Arsi Harju might not be a well known name in international athletics but back home in athletics mad Finland, Harju along with most of Finland’s national standard athletes holds a position normally reserved just for football stars in most other countries. Track and field is THE national summer sport in Finland and Arsi Harju is just one of seven 20 metre shot putters that the Finns have produced this season alone!

Finnish Olympic champions are traditionally awarded a house or at very least a building plot in recognition of their triumph and immediately after the competition tonight Harju was musing on his future -

"Not so long ago I spoke about my dream that in my old age I would find myself sitting on a rocking chair in front of my house with a gold medal around my neck. Well, it looks like I’m going to have to start looking for that rocking chair now" smiled an astonished Harju who was quite subdued after his shock win.

"My season started off very poorly. In the spring I was in great physical shape but my technique was a total mess and it was only in late July and then at the Finnish championships in mid August that I really got control of myself in the shot circle" explained Harju.

Harju’s season’s best prior to these championships was his 20.84 metre put with which he won the national championships which were held in the central southern town of Lahti, a town better known internationally as a centre for nordic sports.

Finland is commonly called the "javelin country" due to her great tradition in that event but what has gone unnoticed is Finland’s emerging strength as a shot putting power. It should be noticed that the world’s leading shot putter indoors this winter was also a Finn, Mika Halvari the 1995 world indoor champion. Halvari threw a new 22.09 metre national indoor record this winter and but for a rupture to his achilles tendon he would also have been doing battle with his compatriot tonight.

Harju is a quiet man whose main interests are dogs and classic American cars. He is a typically enigmatic Finnish character but after tonight’s victory maybe he will become slightly easier for the rest of the athletics world to recognise.

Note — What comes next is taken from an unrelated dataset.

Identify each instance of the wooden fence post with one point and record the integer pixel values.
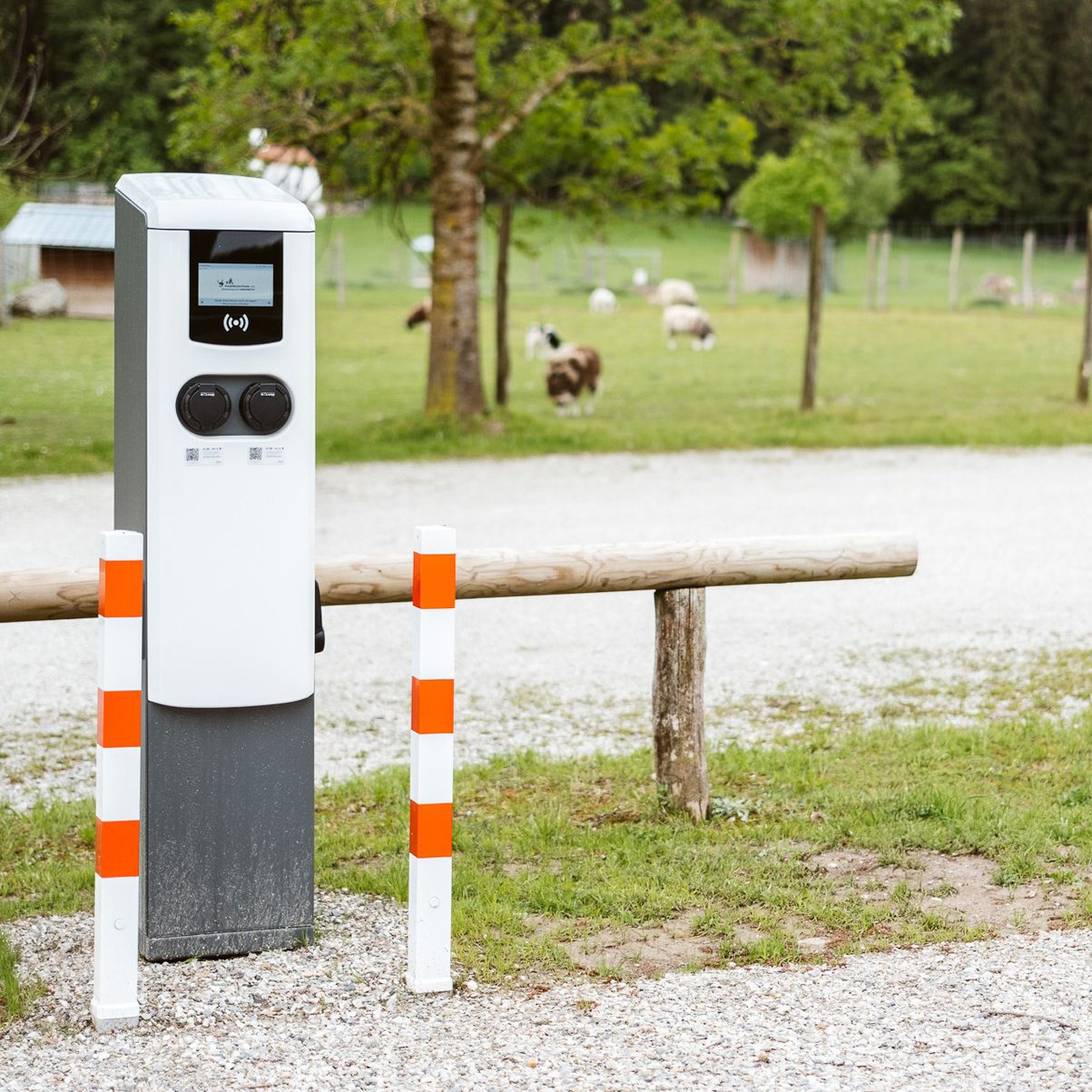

In stark contrast to Harju who was obviously stunned by his own performance and slightly at a loss for words, America’s Adam Nelson who came into tonight’s final as the outstanding favourite, was very up beat despite "only" taking the silver medal.

"Hey this is my first major senior championship and so I’m delighted with the medal. I’m very impressed with Arsi, he brought out his best tonight and I have great respect for the way he came back and took the lead with two 21 metre throws. No, I was not really aware of him until today. I knew he had thrown 20.84m this season and I think I might have met him in competition earlier in the season in Rome. So yes Harju’s performance did come as a surprise" commented a delighted Nelson.

Bronze medallist John Godina who only made the US team in this event when C.J. Hunter had to retire through injury, was equally happy with the result tonight. "This is not the first time that I have benefited from someone else’s misfortune. I took a similar route into the American team in 1997 when I won the world title. So it seems I was destined for a medal again under these circumstances all along!"